A very interesting non-calculus mathematics book is ‘Problem-Solving Strategies’, by Arthur Engel. It gathers competition problems from over twenty national and international competitions of high school students.
The book is composed of 14 chapters. Each of these explains a particular mathematical concept, like the Extremal Principle, shows some exercises with solutions and then proposes some end-of-chapter exercises. The level of such exercises can vary from very simple to extremely difficult, so anyone can have fun with this book. Also, because it talks about non-calculus principles, there are very few requirements you need before reading it. Some of them are: basics of trigonometry, vectors, modular arithmetics.
Personally, I think this book really helped pave the way to develop my problem-solving skills. In fact, it features a lot of ingenious ideas behind very nice problems. Also, the solutions of the end-of-chapter exercises are very synthetic, so understanding them with so few lines of explanation is also a challenge, but once you get the gist of the problem you’ll never forget it.
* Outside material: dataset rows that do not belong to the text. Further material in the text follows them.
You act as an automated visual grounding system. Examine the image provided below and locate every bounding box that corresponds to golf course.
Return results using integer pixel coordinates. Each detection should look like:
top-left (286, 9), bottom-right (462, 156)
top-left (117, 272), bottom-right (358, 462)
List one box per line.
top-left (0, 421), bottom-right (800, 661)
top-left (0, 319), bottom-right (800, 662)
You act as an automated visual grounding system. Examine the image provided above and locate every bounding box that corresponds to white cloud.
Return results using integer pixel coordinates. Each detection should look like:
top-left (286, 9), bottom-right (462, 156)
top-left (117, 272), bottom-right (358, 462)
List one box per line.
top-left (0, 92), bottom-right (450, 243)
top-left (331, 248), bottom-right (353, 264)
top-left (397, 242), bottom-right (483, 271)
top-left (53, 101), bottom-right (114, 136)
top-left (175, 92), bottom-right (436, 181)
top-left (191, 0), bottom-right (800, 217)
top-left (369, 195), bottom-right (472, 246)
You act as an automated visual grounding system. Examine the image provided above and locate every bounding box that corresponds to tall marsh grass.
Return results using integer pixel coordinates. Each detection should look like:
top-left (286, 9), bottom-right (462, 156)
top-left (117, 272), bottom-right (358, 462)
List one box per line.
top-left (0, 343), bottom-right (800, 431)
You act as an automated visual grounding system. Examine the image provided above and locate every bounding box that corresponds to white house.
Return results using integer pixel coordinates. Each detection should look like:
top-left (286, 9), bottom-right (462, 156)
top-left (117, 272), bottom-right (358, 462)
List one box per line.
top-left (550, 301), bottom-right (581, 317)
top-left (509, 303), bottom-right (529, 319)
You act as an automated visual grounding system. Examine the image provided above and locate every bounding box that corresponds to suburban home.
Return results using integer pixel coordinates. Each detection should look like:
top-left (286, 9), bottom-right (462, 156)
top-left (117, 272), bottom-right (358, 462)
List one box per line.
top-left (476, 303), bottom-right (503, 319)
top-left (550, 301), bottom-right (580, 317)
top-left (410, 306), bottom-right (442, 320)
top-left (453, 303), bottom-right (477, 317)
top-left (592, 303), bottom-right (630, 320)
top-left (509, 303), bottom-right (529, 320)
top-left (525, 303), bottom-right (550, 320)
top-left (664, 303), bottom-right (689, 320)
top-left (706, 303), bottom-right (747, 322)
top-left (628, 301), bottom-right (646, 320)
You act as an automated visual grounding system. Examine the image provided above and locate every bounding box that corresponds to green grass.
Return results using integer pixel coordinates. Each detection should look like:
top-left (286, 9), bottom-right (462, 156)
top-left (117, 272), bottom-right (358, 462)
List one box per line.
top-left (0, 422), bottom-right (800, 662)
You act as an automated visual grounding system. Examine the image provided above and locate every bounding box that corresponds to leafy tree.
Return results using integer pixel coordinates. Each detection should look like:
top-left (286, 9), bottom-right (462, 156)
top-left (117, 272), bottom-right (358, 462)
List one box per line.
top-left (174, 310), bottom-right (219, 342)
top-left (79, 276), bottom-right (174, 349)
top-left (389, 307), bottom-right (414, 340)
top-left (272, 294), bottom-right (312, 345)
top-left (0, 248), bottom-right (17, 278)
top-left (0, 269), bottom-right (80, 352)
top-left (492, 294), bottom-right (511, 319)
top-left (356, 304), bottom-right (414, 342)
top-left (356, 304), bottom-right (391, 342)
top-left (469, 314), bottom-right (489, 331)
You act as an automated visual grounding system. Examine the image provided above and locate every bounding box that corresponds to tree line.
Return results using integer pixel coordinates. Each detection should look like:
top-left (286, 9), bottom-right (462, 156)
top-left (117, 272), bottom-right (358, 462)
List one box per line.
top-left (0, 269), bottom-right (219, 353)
My favourite problem is the Sylvester Problem (page 43), which states:
A finite set S of points in the plane has the property that any line through two of them passes through a third. Show that all points lie on a line.
Believe it or not, the proof is just 6 lines long, and it’s the most ingenious trick I’ve ever seen.
To sum up, I recommend this book to everyone who would like to gain a deep insight into the Mathematical Olympiads problems, but also to everyone who would like to explore fancy non-calculus techniques, as it’s essentially a complete book.